2021 sera-t-elle une année de grands changements au niveau des dirigeants? D’importantes rotations, non seulement à la Maison Blanche mais aussi sur les marchés financiers, soulèvent des questions. Après de nombreuses années de vaches grasses, les marchés des emprunts souverains ressemblent-ils maintenant à de maigres pâturages sur lesquelles les ruminants ne donneront pratiquement plus de lait à l’avenir? Les banques centrales sont-elles, comme le Magicien d’Oz, capables de faire voler les taureaux? Et dans quelle mesure la foule croissante des spéculateurs inexpérimentés peut-elle être comparée aux fameuses grenouilles qui ne sautent pas à temps hors de l’eau chaude? Une petite zoologie des marchés boursiers.

1. Tout a-t-il été ratiboisé? Les discrets bénéficiaires

Saviez-vous que les bons du Trésor américain à 10 ans avaient dégagé un rendement total (rendement à l’échéance plus la hausse des cours) de 10% l’année dernière? Plus encore que les obligations mondiales investment grade (8,3%), que les obligations à haut rendement (6,7%) et que les emprunts souverains des marchés émergents en dollars américains (5,3%)1?

Les investisseurs s’étonnent parfois que les obligations d’Etat, réputées peu rentables, puissent générer un rendement total à deux chiffres. Pourtant, même un faible rendement à l’échéance est susceptible de chuter davantage encore, comme l’ont démontré les bons du Trésor américain en 2020, tout au moins jusqu’à un point où il lui est impossible de descendre plus bas. Il semblerait que nous ayons déjà atteint un tel plancher en Suisse. En effet, le pâturage des rendements paraît y avoir été réellement ratiboisé. En revanche, la fuite des investisseurs vers les emprunts d’Etat outre-Atlantique pendant le premier confinement a fait passer le rendement à l’échéance de ceux-ci d’un niveau de 1,9% (déjà considéré très bas par beaucoup) à 0,52%, soit une baisse de 73%. Compensant largement ce recul inexorable, la hausse des cours de ces titres a néanmoins fait de ceux-ci le placement le plus performant au premier trimestre de 2020, très sombre au demeurant pour les marchés boursiers. Cet exemple illustre parfaitement l’importance d’une bonne diversification.
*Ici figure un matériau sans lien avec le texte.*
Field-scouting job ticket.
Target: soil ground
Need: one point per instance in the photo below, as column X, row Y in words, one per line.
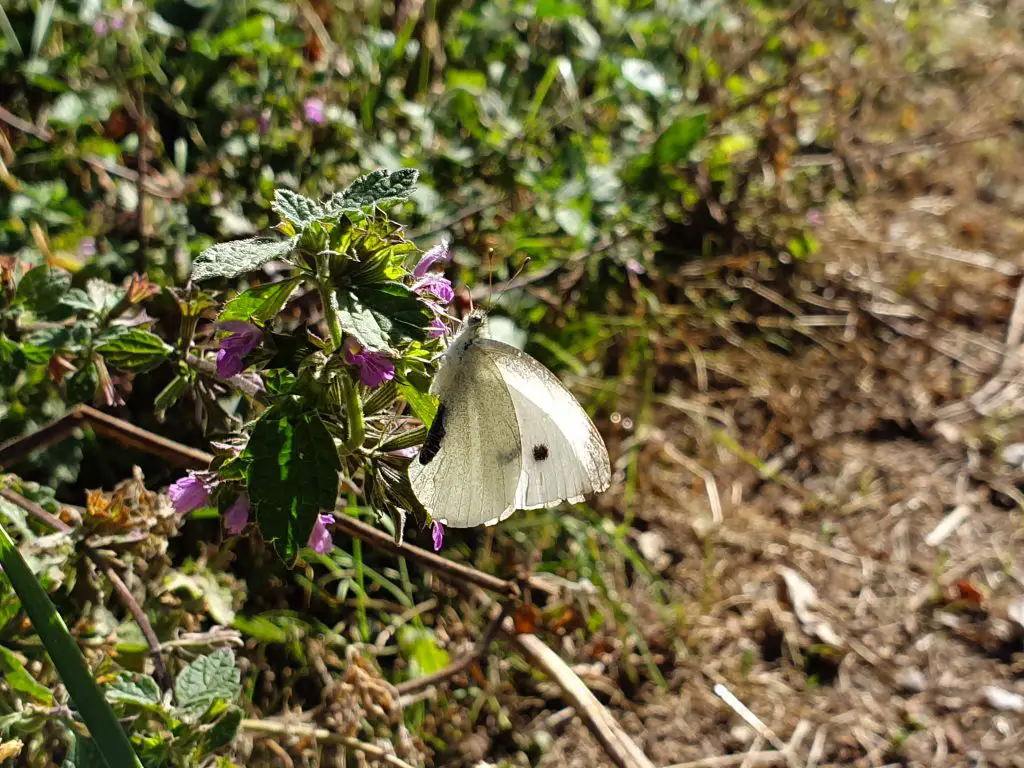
column 873, row 462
Les obligations d’Etat: à la fois aimées et détestées

Quoi qu’il en soit, les emprunts d’Etat à long terme ont été les discrets bénéficiaires des dernières décennies. Avec un rendement total annualisé de 8,5% par exemple, les bons du Trésor américain à 30 ans ont surperformé pratiquement tous les marchés des actions du monde. Rien d’étonnant donc à ce que les obligations d’Etat soient aujourd’hui les placements financiers les plus onéreux. Par conséquent, bon nombre d’investisseurs éprouvent un sentiment d’amour-haine à leur égard, comme je l’observe au quotidien. Ces titres sont extrêmement chers, mais personne ne veut passer à côté.

Voici un petit exemple à titre d’illustration: cette semaine, la Confédération suisse a émis des emprunts à 25 ans. Tôt le matin déjà, la demande dépassait largement le montant offert et il a été décidé d’augmenter le volume de l’émission. Lors de l’attribution, le rendement à l’échéance a été fixé à -0,235%. A l’évidence, nous vivons une époque de folie où les investisseurs professionnels se disputent l’allocation d’obligations à 25 ans assorties d’un rendement négatif à l’échéance. Certes, la monnaie hélicoptère mondiale ne fait pas augmenter les prix des biens de consommation, comme on le craint à tort, mais elle entraîne sans aucun doute la hausse d’actifs tels que les obligations, les actions, les biens immobiliers ou encore les objets de collection, sapant ainsi les efforts des jeunes générations qui cherchent à se constituer une épargne vieillesse.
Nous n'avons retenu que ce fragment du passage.